Paul Delaroche, ‘The Execution of Lady Jane Grey’, 1833
The French painter Paul Delaroche may not be so well known today, but at the Paris Salon of 1834 he was extremely successful with this large canvas, and it sold for a handsome sum.
Not surprising perhaps, considering it features everything that the French public of the 1830s most enjoyed: an emotionally appealing subject; an event from English 16th-century history that exploited the contemporary Anglomania; and a smooth and highly finished technique
The pretty young girl in the centre is Lady Jane Grey, the granddaughter of King Henry VII. In 1553, at the death of Edward VI, she was proclaimed Queen of England, aged only 17. A Protestant, she reigned for nine days, until the Roman Catholic supporters of Mary Tudor had her thrown into the Tower of London. She was executed on 12 February 1554.
In the painting, we see Lady Jane a few seconds before her death. As she kneels in her white satin petticoat, blindfolded, with her long, golden hair falling over her shoulder, she is the embodiment of fragility and vulnerability. Against a dark background enlivened with Romanesque arches, the five characters are poised for the final act. Delaroche has strongly brought out their emotions: one lady-in-waiting has fainted against a stout column, clutching Lady Jane’s dress and jewellery in her lap; the other has turned towards the column in a very dramatic pose, unable to bear the spectacle of her mistress’s execution. The Lieutenant of the Tower is compassionately supporting the prisoner, while the sad but stern executioner is prepared to do his duty.

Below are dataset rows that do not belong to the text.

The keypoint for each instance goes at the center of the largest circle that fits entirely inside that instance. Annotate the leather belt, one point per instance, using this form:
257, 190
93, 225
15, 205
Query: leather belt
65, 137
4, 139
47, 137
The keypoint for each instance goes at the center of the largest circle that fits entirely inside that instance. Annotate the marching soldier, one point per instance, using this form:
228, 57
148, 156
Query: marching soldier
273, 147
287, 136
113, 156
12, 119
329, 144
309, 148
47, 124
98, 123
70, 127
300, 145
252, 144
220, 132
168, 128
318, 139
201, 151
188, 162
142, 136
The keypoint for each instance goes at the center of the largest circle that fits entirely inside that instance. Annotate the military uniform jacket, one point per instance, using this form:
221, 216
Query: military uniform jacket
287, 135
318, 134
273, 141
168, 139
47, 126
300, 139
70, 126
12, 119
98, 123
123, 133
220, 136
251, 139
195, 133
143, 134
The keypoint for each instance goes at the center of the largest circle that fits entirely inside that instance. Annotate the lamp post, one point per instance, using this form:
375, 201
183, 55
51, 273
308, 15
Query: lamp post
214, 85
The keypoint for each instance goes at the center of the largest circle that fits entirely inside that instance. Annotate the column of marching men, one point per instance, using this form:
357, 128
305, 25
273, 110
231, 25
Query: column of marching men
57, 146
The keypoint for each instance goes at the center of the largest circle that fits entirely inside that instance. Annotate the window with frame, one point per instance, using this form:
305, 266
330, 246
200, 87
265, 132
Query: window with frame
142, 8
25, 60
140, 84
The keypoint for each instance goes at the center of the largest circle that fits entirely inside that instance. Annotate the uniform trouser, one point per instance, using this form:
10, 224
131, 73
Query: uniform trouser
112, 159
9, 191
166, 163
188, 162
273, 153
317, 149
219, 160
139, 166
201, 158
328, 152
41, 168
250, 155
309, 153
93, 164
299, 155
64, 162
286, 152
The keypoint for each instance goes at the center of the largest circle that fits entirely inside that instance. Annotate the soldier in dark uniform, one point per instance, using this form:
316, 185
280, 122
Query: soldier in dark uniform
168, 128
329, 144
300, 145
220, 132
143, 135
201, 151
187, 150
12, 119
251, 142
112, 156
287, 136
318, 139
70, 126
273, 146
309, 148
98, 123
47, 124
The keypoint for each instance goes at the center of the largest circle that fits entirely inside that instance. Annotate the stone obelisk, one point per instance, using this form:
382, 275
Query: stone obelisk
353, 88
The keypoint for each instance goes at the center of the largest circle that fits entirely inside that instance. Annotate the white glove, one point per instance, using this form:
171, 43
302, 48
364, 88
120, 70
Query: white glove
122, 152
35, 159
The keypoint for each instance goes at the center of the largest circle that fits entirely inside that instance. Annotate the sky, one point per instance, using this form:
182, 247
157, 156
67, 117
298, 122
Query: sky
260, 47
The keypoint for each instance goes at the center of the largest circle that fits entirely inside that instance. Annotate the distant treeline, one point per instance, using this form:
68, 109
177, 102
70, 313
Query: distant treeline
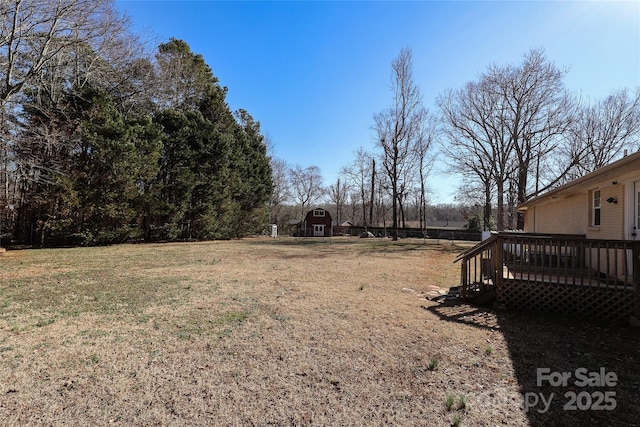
102, 143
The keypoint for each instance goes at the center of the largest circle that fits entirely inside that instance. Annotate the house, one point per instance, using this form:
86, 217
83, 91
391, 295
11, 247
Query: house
579, 253
317, 223
603, 205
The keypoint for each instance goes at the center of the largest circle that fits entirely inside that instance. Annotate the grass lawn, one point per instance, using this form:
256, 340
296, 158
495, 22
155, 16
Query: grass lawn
284, 332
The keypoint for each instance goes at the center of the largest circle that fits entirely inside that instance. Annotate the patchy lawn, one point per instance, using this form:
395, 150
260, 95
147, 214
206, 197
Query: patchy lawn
286, 332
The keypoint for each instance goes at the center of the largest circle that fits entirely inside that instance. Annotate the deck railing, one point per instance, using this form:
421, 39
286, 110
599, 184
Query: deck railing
557, 264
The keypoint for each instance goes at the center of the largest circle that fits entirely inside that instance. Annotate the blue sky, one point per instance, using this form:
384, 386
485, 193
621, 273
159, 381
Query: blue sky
315, 73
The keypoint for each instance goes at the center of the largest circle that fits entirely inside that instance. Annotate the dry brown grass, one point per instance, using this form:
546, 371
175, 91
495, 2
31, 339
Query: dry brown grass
256, 332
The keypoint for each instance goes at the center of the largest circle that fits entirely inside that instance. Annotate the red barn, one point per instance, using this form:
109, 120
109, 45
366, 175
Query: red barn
317, 223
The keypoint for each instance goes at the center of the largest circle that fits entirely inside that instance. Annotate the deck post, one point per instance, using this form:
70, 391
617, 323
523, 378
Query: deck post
636, 278
463, 279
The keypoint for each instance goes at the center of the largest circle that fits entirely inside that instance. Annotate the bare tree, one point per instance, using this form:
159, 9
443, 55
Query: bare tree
503, 127
358, 175
476, 140
423, 153
48, 45
397, 128
306, 186
537, 111
606, 128
281, 191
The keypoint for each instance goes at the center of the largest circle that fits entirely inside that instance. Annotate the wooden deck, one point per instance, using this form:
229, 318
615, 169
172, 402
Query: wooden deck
565, 274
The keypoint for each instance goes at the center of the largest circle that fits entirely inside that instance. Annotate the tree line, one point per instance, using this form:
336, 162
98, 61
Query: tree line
102, 141
511, 134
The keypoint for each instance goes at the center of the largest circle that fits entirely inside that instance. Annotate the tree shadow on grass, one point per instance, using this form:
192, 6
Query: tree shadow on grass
583, 349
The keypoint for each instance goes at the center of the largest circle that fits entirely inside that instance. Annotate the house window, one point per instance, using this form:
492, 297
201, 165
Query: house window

Knowing his audience, Delaroche made some changes to the historical record to heighten the drama and make the scene more moving and pitiful: Lady Jane was in fact beheaded out of doors; she was not blindfolded, nor was she reduced to her petticoats; and her hair would have been pinned up. Viewers would have been reminded of another beheaded queen, much closer to them in time: Queen Marie-Antoinette, executed during the French Revolution, only 40 years earlier.